The proband (II-3, the pedigree shown in Figure 1) was a 27-year-old man who had an apparently normal childhood and adolescence except failing to pass the physical examination of high jump and running. At 21 years old, he began to suffer from fatigable weakness of lower limbs. Gradually, he had difficulty standing up from a squat position, jumping, and running. During the cause of the disease, he had no ptosis, bulbar or facial weakness. Neurological examination at the age of 25 years revealed normal cranial nerves and mild muscle atrophy of lower legs. Muscle strength of lower limbs was Medical Research Council (MRC) Grade 4−/5 in proximal and Grade 4+/5 in distal.

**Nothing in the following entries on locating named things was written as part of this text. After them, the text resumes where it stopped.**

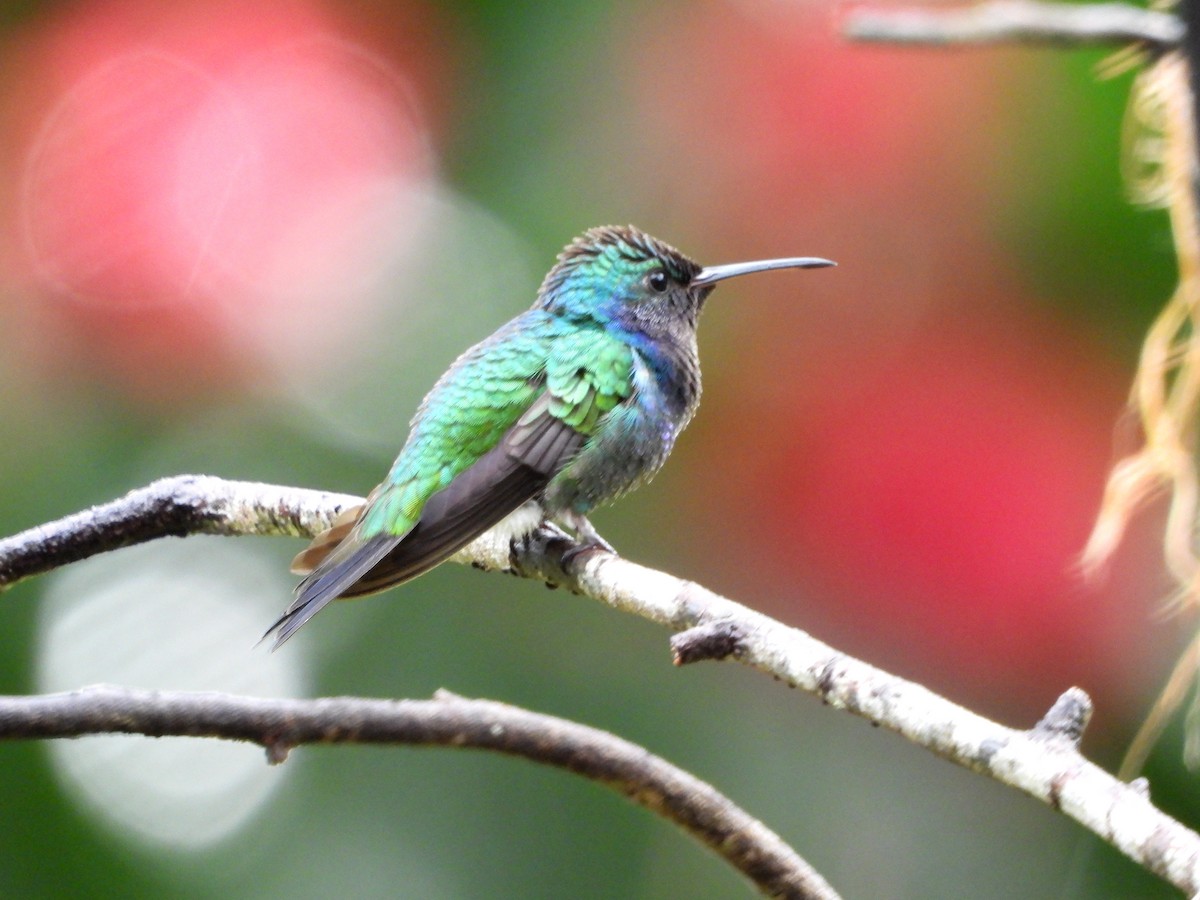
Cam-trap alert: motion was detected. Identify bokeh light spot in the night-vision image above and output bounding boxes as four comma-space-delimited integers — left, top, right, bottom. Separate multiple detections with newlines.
37, 538, 305, 850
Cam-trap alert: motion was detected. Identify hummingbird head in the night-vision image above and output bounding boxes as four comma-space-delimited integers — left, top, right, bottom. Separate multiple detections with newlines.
536, 226, 834, 338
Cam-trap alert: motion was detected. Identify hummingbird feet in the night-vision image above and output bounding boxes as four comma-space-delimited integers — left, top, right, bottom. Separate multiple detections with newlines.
563, 512, 617, 565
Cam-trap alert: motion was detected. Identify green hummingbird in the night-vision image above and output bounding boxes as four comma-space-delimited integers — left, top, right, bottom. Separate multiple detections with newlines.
264, 226, 834, 648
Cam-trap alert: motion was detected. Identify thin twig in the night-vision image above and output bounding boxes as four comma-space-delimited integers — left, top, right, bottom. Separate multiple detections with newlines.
0, 685, 838, 900
0, 476, 1200, 895
844, 0, 1184, 49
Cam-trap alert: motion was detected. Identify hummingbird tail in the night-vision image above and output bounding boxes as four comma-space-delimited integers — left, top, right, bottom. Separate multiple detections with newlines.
263, 534, 403, 650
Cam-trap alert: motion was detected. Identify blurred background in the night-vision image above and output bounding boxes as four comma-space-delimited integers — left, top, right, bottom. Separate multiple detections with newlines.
0, 0, 1185, 898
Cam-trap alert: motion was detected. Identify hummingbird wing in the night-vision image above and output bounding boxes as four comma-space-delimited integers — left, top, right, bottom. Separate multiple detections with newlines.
266, 311, 632, 647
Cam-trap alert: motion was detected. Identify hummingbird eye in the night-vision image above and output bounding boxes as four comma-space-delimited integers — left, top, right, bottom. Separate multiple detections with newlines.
646, 269, 667, 294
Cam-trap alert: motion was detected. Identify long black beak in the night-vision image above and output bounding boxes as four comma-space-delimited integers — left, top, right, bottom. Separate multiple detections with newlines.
691, 257, 838, 287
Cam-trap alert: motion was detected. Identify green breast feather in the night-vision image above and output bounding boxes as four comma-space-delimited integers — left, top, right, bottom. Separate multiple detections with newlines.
358, 311, 632, 538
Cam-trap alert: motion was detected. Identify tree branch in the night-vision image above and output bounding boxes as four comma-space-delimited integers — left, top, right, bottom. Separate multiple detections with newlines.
0, 685, 838, 900
844, 0, 1184, 50
0, 476, 1200, 895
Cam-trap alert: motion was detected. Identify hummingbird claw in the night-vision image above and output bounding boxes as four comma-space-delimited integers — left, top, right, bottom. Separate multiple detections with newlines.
563, 512, 617, 565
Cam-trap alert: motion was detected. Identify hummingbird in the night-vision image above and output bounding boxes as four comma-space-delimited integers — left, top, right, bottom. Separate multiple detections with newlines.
263, 226, 835, 649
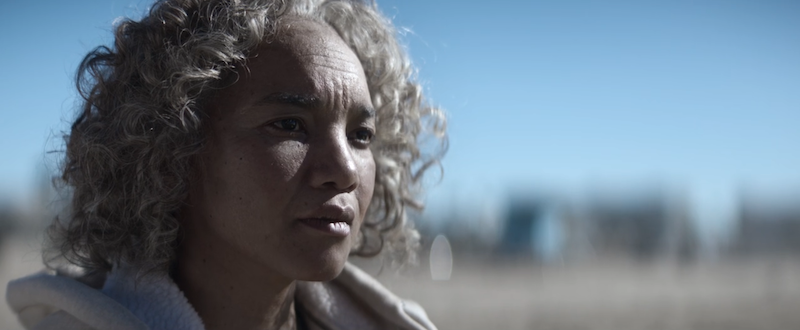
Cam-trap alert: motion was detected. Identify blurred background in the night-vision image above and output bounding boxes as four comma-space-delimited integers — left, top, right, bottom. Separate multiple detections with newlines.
0, 0, 800, 329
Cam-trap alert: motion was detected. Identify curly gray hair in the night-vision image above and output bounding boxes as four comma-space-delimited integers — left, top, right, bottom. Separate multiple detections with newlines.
49, 0, 447, 271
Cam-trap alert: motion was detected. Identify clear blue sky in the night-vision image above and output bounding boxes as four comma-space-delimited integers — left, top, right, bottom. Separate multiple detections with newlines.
0, 0, 800, 237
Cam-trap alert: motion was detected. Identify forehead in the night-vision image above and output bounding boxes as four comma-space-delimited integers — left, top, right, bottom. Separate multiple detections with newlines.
248, 18, 366, 88
205, 17, 372, 117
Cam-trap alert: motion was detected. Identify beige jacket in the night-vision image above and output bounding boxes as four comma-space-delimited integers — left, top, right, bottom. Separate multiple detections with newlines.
6, 264, 436, 330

Tendon reflexes were preserved except bilateral Achilles reflexes. Ocular, facial, bulbar, and respiratory muscles were not involved. Creatine kinase level was normal and anti-AChR, and anti-MuSK antibody tests were negative. The MRI of lower extremities was normal. The nerve conduction study and needle electromyography were within normal limits. RNS at 3 Hz evoked from common peroneal nerves showed a clear decrement of the compound muscle action potentials, with 16% and 18% decline in left and right tibialis anterior, respectively. No significant changes were recorded of RNS at 10 Hz or 20 Hz. Pathological analysis of the left tibialis anterior muscle under light microscopy showed a predominance of type I fiber and the presence of scattered small angular fibers [Figure 2].

Figure 1

A Chinese congenital myasthenic syndrome pedigree with a novel AGRN mutation only affecting limb-girdle muscle. Arrow indicates the proband. The homozygous AGRN mutation (c.5302G>C) was inherited from parents.

Figure 2

Pathological results of left tibialis anterior muscle from the proband (original magnification, ×100). (a) Presence of scattered small angular fibers (H & E staining). (b) ATPase staining showed predominance of type I fiber (dark).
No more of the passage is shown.